In the ecosystem of lending protocols, what do active users really look like? By tracking the actual behavior of on-chain addresses, many interesting patterns can be uncovered.



Generally speaking, users can be divided into three groups: one is the frequent hedging arbitrageurs who focus on the spread between borrowing costs and returns, rapidly repaying loans and chasing every tiny interest difference; another is the long-term yield chasers who prefer to collateralize assets and then cycle operations to achieve compound growth; the third group consists of users who truly need liquidity—after collateralizing and borrowing, they withdraw directly to exchanges or use the funds for payments, rarely engaging in complex DeFi nested operations.

Interestingly, the latter two groups are actually the real backbone of protocol stability and cash flow. Especially the yield chasers, whose behavior patterns are most worth paying attention to. They typically maintain relatively high collateralization ratios, are less sensitive to fluctuations in borrowing rates, but have an almost obsessive focus on additional yields and potential airdrops.
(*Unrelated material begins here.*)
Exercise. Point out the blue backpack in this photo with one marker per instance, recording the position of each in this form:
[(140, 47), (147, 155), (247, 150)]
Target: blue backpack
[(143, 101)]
Thanks to their long-term locking, the protocol can sustain a stable total locked value and has a buffer to withstand market volatility.

The liquidity demand group, on the other hand, represents capital flows from the real world—they are the key to driving lending protocols into application layers and truly breaking out into mainstream adoption.

From this perspective, the governance focus of the protocol should be on meeting the needs of these two core user groups—optimizing the user experience of yield aggregation, and creating more convenient fiat on/off ramps—rather than blindly pursuing short-term data growth and attracting arbitrage capital. Truly understanding the composition of your users allows for a more accurate assessment of the protocol’s resilience in market fluctuations and its long-term development trajectory.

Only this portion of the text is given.